The Republican party’s candidates have adopted positions that have become increasingly polarizing when it comes to race and history. Led by President Donald Trump’s own messaging, several contenders in the 2020 election are pushing rhetoric that has proven to be deeply divisive.
In the aftermath of the protests that broke out across the country in the summer of 2020, former Vice President and presumptive Republican nominee Joe Biden proposed supporting four actions to tackle police brutality and systematic racism, including banning choke holds. However, President Trump and many of his fellow GOP candidates diverged sharply from Biden’s proposals, opposing efforts to reduce the power of police officers.

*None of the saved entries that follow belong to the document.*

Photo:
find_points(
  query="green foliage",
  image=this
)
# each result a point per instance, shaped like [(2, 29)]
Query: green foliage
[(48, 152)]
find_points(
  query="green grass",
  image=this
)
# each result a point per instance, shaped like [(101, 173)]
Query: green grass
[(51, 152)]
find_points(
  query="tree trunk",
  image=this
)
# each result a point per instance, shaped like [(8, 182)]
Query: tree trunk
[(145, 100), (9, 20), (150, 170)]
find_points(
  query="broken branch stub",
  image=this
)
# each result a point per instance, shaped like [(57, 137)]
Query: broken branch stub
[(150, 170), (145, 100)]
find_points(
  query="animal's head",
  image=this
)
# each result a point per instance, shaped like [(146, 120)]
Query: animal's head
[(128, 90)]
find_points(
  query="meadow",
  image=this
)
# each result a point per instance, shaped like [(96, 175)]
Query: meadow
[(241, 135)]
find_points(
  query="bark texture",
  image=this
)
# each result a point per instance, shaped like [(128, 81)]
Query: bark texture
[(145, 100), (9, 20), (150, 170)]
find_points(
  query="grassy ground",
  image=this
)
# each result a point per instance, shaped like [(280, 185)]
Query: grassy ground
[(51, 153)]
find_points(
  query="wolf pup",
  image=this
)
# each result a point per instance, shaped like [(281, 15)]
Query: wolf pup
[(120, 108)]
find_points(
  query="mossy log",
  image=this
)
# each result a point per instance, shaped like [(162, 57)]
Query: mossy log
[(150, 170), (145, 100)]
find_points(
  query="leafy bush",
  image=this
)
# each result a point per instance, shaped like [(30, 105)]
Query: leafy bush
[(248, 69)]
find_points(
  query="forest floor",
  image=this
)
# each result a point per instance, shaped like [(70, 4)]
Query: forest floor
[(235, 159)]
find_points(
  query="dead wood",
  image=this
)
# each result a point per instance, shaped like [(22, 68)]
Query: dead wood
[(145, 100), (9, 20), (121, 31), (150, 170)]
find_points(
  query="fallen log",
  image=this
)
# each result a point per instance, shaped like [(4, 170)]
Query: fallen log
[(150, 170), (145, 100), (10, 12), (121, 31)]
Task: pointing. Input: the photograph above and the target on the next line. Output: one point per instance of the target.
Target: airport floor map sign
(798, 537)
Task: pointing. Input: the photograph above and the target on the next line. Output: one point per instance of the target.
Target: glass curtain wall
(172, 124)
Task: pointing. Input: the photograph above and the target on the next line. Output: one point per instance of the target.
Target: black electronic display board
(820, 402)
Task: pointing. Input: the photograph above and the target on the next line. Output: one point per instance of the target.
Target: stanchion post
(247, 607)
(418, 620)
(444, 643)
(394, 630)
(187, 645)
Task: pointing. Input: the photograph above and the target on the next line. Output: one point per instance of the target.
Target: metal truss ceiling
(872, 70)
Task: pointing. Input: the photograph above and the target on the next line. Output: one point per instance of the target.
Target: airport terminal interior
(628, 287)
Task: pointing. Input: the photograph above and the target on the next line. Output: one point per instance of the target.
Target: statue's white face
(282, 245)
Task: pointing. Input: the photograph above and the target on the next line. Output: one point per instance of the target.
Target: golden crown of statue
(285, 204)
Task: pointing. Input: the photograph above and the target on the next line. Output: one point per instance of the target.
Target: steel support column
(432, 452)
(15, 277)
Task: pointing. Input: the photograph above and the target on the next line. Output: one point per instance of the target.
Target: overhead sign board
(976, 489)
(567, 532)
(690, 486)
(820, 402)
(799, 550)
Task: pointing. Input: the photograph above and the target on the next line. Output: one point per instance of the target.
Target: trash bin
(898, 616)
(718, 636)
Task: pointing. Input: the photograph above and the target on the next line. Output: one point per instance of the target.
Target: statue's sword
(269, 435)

The President has largely chosen to focus on the rise of protesters rather than the causes and implications of the movement, claiming without evidence that “many of these people are professionally managed” and “professionally organized mobs”. Mr Trump continued to push law and order as a rallying cry, vowing to “restore America’s heritage and to defend it from those who seek to tear it down.”
On the issue of Confederate statues that celebrate the South’s secession from the Union, candidate positions have also shifted sharply to the right during the Trump years. While some Republicans such as Kentucky Governor Matt Bevin initially supported the removal of such monuments, many have since changed their stance, instead pushing for “historical preservation” of the statues.
Despite pleas from civil rights groups, many candidates have hesitated to outright condemn the Confederacy, instead preaching “healing and unity”. During a recent debate with incumbent Democrat Doug Jones in Alabama, GOP Senate candidate Tommy Tuberville even went so far as to praise Confederate soldiers for “fighting for their state” and claimed that the statues were “just a friendly reminder of our history”.
The Republican party’s candidates are drawing ever clearer battle lines on the issue of race and are relying on economical messages from President Trump to rile up their base. While there is a great deal of disagreement even among Republicans on the best way to move forward, it is no longer possible to ignore the party’s increasingly polarizing positions.